Thursday, November 10, 2005

A 2-month-old boy whose foster mother is accused of shaking, slapping and dropping him on his head last month suffers from such severe brain damage that he will never be able to function normally, a Metropolitan Police detective testified yesterday.

In a preliminary hearing in D.C. Superior Court, Detective Henry Gerald testified that the infant, identified as Rafael, “suffers from severe brain damage, he is blind, he has no motor skills.”

“He is partially blind as result of the abuse. He is being fed intravenously, and the child will never be a normal child as we know it,” said Detective Gerald, the lead investigator in the case.

He said Rafael’s foster mother — Tonya Jenkins, 37, of Southeast — was intoxicated when much of the abuse occurred and her boyfriend, Albert Montgomery, also shook the infant once.

Mrs. Jenkins is charged with a felony count of first-degree cruelty to children and is being held without bond. She could face up to 15 years in prison.

She appeared in a blue prison uniform at her hearing and showed no visible emotion during testimony.

Detective Gerald said investigators interviewed Mrs. Jenkins for about 41/2 hours Oct. 25, when she was arrested and charged.

She was “very nonchalant about the whole incident,” he said, adding that she laughed, cried and appeared “initially not concerned” during different periods in the interview.

Detective Gerald also testified that Mrs. Jenkins called Child and Family Services Agency (CFSA) four times before she was instructed to call 911.

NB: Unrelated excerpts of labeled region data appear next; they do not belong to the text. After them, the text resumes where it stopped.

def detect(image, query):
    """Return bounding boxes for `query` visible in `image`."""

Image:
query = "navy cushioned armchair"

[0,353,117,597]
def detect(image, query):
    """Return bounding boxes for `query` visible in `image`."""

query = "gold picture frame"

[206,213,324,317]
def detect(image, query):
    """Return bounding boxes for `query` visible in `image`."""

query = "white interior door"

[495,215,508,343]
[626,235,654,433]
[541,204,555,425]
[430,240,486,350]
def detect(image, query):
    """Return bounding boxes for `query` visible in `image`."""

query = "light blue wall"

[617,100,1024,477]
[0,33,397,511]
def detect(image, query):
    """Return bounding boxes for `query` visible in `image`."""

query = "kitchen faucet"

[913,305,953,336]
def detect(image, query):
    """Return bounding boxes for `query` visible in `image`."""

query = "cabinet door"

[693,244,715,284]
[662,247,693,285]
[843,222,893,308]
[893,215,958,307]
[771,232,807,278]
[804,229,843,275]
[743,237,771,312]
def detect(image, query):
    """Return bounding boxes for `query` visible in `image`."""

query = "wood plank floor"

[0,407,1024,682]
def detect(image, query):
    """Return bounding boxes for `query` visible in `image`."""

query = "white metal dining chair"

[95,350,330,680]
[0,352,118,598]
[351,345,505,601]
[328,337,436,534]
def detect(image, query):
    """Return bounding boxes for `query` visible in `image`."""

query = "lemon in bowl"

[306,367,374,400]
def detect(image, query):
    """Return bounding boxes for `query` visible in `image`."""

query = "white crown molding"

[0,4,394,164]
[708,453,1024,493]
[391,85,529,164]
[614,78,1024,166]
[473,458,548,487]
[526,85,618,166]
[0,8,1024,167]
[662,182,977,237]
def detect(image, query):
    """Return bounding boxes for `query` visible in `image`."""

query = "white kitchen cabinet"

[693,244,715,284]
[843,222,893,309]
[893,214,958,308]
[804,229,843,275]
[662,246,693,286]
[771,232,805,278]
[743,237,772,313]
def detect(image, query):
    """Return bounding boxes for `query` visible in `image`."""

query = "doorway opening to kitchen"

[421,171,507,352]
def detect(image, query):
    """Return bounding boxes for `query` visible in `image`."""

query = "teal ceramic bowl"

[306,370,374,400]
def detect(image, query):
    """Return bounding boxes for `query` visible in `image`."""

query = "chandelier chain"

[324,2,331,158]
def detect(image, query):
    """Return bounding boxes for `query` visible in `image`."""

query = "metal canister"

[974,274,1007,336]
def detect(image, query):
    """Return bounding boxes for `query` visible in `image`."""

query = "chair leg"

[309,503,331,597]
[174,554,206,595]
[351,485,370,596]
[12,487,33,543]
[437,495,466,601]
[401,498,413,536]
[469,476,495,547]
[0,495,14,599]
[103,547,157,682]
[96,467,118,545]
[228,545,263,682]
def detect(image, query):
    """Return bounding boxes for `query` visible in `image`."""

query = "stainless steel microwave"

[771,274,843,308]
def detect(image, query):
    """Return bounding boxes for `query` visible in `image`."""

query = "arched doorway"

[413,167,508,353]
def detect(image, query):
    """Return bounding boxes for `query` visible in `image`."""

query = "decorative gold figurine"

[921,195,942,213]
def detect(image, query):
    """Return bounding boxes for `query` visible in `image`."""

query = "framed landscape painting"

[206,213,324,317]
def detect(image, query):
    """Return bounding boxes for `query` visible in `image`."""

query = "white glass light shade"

CFSA officials last month offered conflicting accounts to The Washington Times about whether Mrs. Jenkins had called the agency.

Brenda Donald Walker, former CFSA director who is now deputy mayor for children, youth, families and elders, said Oct. 27 that Mrs. Jenkins had called once.

Agency spokeswoman Mindy Good said Oct. 28 that Mrs. Jenkins did not call at all, but later said she had called three times.

CFSA officials said this month they are developing a long-term care plan for Rafael, who will need a gastrointestinal tube inserted “indefinitely.”

The infant, who was exposed to cocaine before birth, is at Children’s Hospital and will remain in the care of CFSA until officials can find someone to adopt him.

CFSA officials did not return calls for comment.

Jeremiah, Mrs. Jenkins’ 3-year-old biological special-needs son, also is in CFSA custody.

Mrs. Jenkins admitted to police that she shook and slapped Rafael several times and “accidently” dropped him on his head repeatedly last month.